World's most powerful heavy-ion accelerator to open in Michigan

A community of 1,600 scientists from around the world will use the accelerator to study how the universe formed.

 The FRIB cryogenic plant made its first liquid helium at 4.5 kelvin (K) on 16 November 2017 (photo credit: Courtesy of MSU Communications and Brand Strategy)
The FRIB cryogenic plant made its first liquid helium at 4.5 kelvin (K) on 16 November 2017
(photo credit: Courtesy of MSU Communications and Brand Strategy)

The world's most powerful heavy-ion accelerator is set to open at the Facility for Rare Isotope Beams (FRIB) at Michigan State University's (MSU) on Monday, providing researchers with access to more than 1,000 new rare isotopes.

Rare isotopes are versions of elements with a combination of protons and neutrons that does not hold together forever.

A community of 1,600 scientists from around the world will use the FRIB to study how the universe formed and make advances in medicine, nuclear security, environmental science and more, according to MSU.

The accelerator will shoot atoms at a target at half the speed of light, creating collisions producing the rare isotopes, including ones never produced before on Earth.

“This project has been the realization of a dream of the whole community in nuclear physics,” said Ani Aprahamian, an experimental nuclear physicist at the University of Notre Dame in Indiana, according to Nature.

A view of the FRIB building looking southeast. (credit: FRIBComm)A view of the FRIB building looking southeast. (credit: FRIBComm)

The FRIB had a budget of over $900 million from the US Energy Department, the state of Michigan and MSU. Construction of the facility began in 2014.

Atoms, usually uranium, will be ionized and sent into a 450-meter-long accelerator where they'll hit a graphite wheel that spins continuously to avoid overheating any particular spot, according to Nature. While most of the nuclei will pass through the graphite, some of them will collide with its carbon nuclei, causing the uranium nuclei to break up into smaller combinations of protons and neutrons.

The assorted nuclei are then directed up to a fragment separator, consisting of magnets that deflect each nucleus towards the right at an angle depending on its mass and charge, allowing the operators of the accelerator to produce a beam consisting of one isotope for each experiment. That isotope can then be routed to one of the experimental halls.

The FRIB also has a second accelerator that can take the rare isotopes and smash them against a target to mimic the high-energy collisions that happen in stars or supernovae.

The opening of the FRIB comes amid a busy time for the physics community.

The Large Hadron Collider (LHC) at CERN was restarted last week after being turned off for over three years for maintenance, consolidation and upgrade work. 

Four years of physics data-taking are set to begin this summer at the LHC, marking the third run of the collider.
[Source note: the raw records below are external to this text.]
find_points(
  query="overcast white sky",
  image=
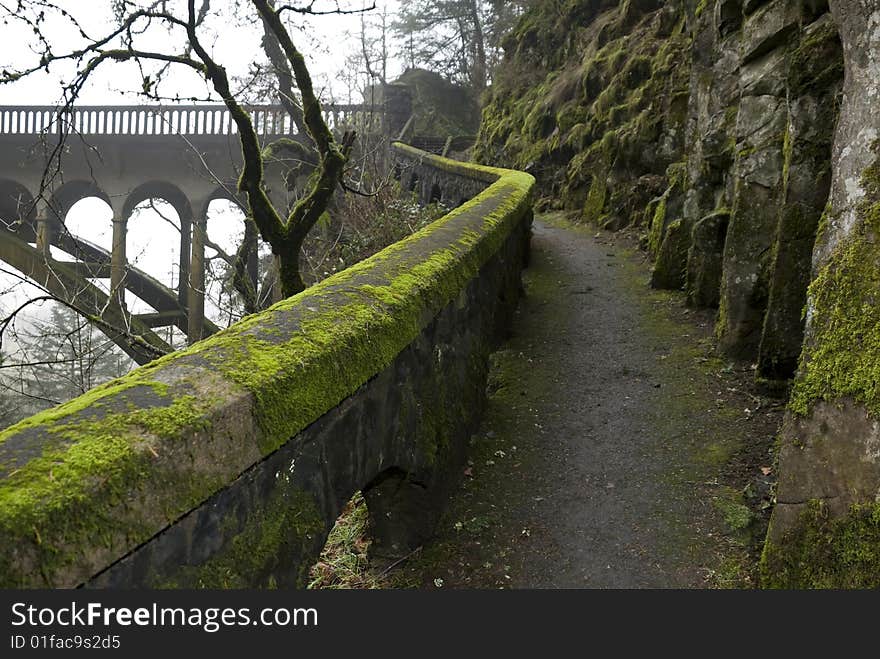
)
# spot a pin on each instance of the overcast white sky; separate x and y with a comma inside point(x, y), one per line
point(324, 40)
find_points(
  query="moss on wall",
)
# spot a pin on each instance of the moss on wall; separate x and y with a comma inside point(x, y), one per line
point(842, 357)
point(86, 482)
point(586, 117)
point(823, 551)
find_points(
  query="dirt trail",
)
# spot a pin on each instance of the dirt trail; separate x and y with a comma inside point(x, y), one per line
point(611, 441)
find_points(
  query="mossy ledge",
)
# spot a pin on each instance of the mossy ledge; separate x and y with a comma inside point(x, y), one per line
point(826, 551)
point(84, 484)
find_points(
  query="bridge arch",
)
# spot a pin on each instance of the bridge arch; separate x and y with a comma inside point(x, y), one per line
point(16, 204)
point(67, 194)
point(163, 190)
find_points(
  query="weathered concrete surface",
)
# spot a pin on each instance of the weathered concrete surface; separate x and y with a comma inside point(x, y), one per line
point(401, 439)
point(830, 448)
point(241, 428)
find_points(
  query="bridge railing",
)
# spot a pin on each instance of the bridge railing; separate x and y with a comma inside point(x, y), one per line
point(172, 120)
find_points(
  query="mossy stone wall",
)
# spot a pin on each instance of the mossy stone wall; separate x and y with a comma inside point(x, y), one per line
point(227, 463)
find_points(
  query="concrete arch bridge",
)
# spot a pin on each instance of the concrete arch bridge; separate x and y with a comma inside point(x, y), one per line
point(186, 156)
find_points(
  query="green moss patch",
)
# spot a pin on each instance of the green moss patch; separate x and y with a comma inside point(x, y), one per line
point(842, 355)
point(90, 480)
point(823, 551)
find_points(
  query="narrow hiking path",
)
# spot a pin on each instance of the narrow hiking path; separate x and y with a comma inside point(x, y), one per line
point(615, 445)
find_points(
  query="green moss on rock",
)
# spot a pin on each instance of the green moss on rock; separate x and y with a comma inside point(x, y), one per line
point(842, 355)
point(822, 551)
point(88, 481)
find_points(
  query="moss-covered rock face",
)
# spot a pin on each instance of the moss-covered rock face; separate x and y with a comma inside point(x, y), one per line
point(130, 464)
point(824, 529)
point(599, 117)
point(661, 114)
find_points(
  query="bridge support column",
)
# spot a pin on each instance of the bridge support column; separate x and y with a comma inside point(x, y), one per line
point(196, 297)
point(183, 272)
point(44, 235)
point(43, 227)
point(118, 261)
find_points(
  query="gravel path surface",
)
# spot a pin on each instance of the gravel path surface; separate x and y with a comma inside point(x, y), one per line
point(598, 460)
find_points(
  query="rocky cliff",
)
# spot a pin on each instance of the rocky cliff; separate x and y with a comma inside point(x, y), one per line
point(740, 137)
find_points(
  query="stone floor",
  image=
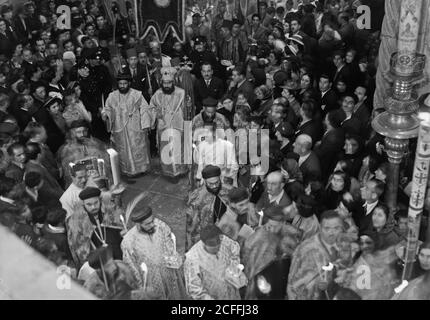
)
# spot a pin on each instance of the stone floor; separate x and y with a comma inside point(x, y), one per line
point(167, 199)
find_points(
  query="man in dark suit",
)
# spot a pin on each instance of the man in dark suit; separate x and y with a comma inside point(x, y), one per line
point(329, 99)
point(370, 194)
point(207, 86)
point(274, 195)
point(331, 144)
point(308, 125)
point(308, 161)
point(241, 85)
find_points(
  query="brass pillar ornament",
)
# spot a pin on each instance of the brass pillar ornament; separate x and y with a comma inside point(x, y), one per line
point(399, 122)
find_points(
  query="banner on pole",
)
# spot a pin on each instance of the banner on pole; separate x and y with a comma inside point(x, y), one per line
point(161, 17)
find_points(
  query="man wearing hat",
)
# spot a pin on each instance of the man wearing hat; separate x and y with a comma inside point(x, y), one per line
point(207, 86)
point(128, 118)
point(301, 214)
point(150, 241)
point(234, 45)
point(167, 108)
point(206, 264)
point(201, 54)
point(137, 71)
point(82, 146)
point(207, 204)
point(306, 277)
point(235, 223)
point(90, 227)
point(209, 115)
point(215, 150)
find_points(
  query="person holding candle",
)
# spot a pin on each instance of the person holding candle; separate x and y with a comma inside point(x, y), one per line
point(149, 242)
point(90, 227)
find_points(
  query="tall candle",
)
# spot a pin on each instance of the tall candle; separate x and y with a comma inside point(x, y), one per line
point(409, 24)
point(114, 163)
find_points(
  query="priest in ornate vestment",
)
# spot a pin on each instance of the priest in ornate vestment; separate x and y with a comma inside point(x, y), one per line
point(128, 119)
point(150, 242)
point(168, 109)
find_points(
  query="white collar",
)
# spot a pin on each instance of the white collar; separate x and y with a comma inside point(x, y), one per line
point(4, 199)
point(277, 198)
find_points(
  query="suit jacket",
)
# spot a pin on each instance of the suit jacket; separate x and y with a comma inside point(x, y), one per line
point(22, 31)
point(329, 102)
point(265, 203)
point(247, 89)
point(331, 144)
point(202, 91)
point(311, 128)
point(311, 168)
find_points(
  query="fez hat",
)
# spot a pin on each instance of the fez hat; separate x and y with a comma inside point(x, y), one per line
point(211, 171)
point(142, 214)
point(89, 192)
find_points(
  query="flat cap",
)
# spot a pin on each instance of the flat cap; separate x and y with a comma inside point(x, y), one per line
point(89, 192)
point(238, 194)
point(210, 102)
point(210, 235)
point(141, 215)
point(274, 213)
point(211, 171)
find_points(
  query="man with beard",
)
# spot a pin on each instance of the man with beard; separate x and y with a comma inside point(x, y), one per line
point(206, 266)
point(90, 227)
point(150, 242)
point(308, 281)
point(128, 119)
point(206, 205)
point(167, 106)
point(81, 146)
point(235, 222)
point(209, 114)
point(261, 248)
point(70, 199)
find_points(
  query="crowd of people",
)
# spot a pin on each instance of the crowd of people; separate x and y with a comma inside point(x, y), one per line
point(85, 111)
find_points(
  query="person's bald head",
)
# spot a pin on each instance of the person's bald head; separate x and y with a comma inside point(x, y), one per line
point(303, 145)
point(275, 183)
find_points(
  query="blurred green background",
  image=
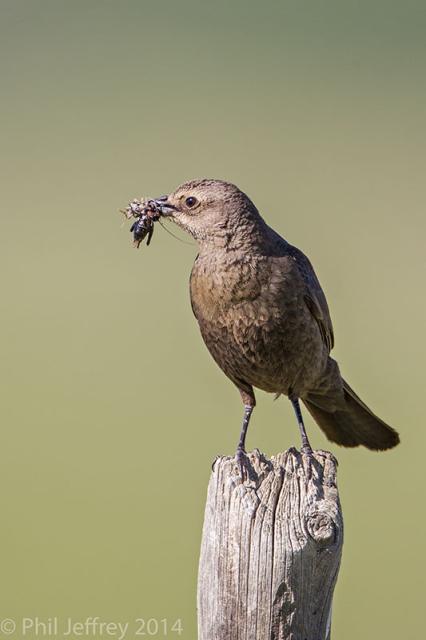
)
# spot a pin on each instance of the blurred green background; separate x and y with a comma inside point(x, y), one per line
point(112, 408)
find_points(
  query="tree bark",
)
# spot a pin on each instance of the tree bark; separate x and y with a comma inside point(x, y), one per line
point(271, 549)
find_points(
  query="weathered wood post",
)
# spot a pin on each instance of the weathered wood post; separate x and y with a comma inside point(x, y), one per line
point(271, 549)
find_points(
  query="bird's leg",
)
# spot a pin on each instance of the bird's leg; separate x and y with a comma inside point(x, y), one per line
point(306, 446)
point(241, 451)
point(240, 455)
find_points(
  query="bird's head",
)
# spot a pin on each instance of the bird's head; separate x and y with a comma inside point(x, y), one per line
point(212, 211)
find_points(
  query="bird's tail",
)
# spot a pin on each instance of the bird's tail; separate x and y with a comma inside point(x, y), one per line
point(351, 423)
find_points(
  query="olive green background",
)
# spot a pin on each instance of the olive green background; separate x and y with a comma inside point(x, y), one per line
point(112, 408)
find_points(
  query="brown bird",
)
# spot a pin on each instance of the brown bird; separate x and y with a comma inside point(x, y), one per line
point(264, 317)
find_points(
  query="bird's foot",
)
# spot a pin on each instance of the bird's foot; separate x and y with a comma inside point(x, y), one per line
point(243, 463)
point(216, 458)
point(308, 457)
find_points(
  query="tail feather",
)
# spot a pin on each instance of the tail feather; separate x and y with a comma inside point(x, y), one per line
point(352, 423)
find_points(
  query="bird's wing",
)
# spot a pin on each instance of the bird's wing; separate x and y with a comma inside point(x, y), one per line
point(314, 297)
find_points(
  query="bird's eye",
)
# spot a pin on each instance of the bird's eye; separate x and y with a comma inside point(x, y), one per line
point(191, 202)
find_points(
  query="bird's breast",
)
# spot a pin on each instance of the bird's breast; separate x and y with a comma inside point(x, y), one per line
point(254, 321)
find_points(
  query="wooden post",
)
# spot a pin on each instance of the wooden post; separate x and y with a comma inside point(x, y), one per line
point(271, 549)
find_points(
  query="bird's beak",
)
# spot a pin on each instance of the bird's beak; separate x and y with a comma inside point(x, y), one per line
point(164, 206)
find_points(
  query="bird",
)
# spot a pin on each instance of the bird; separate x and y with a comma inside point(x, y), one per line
point(264, 317)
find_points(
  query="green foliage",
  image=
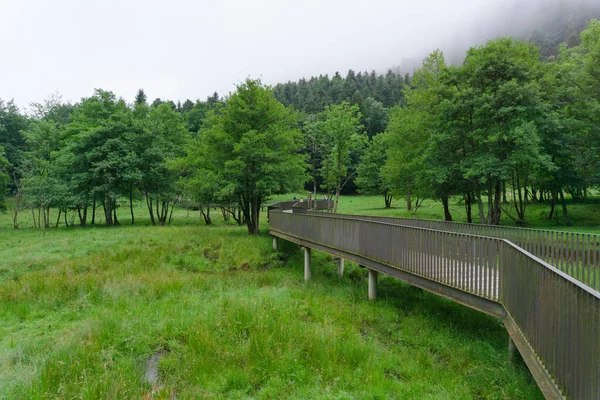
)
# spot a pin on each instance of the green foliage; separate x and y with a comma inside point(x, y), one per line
point(408, 134)
point(253, 146)
point(4, 179)
point(370, 179)
point(344, 142)
point(228, 322)
point(315, 94)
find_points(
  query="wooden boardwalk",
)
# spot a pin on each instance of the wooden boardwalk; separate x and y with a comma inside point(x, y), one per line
point(553, 319)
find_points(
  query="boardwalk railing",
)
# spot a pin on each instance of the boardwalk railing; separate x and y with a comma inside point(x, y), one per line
point(553, 318)
point(576, 254)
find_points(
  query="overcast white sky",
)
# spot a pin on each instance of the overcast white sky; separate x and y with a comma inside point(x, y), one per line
point(182, 49)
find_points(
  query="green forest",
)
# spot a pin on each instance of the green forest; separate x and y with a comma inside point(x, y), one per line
point(508, 127)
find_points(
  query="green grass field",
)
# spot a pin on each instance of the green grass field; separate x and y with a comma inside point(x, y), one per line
point(91, 313)
point(585, 216)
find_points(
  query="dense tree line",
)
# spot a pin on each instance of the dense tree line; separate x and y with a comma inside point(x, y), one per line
point(504, 129)
point(504, 125)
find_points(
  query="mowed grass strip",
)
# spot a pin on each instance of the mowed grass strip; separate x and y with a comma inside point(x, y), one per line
point(227, 318)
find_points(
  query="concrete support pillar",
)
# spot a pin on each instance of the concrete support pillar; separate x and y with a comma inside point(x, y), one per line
point(306, 264)
point(340, 267)
point(373, 284)
point(512, 350)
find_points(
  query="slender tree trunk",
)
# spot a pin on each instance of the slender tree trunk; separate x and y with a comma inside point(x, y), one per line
point(107, 206)
point(468, 202)
point(490, 201)
point(480, 208)
point(131, 203)
point(115, 220)
point(315, 185)
point(497, 208)
point(564, 208)
point(253, 227)
point(149, 204)
point(445, 203)
point(552, 205)
point(388, 199)
point(81, 217)
point(206, 215)
point(173, 208)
Until then, experts at the collider will work to recommission the machine and safely ramp up the energy and intensity of the beams before collisions for experiments will take place at a record energy of 13.6 trillion electronvolts.

The new run will allow the international teams of physicists who operate at CERN and across the world to study the Higgs boson in greater detail and conduct the most stringent tests ever conducted on the Standard Model of particle physics, the current central theory of how particle physics works.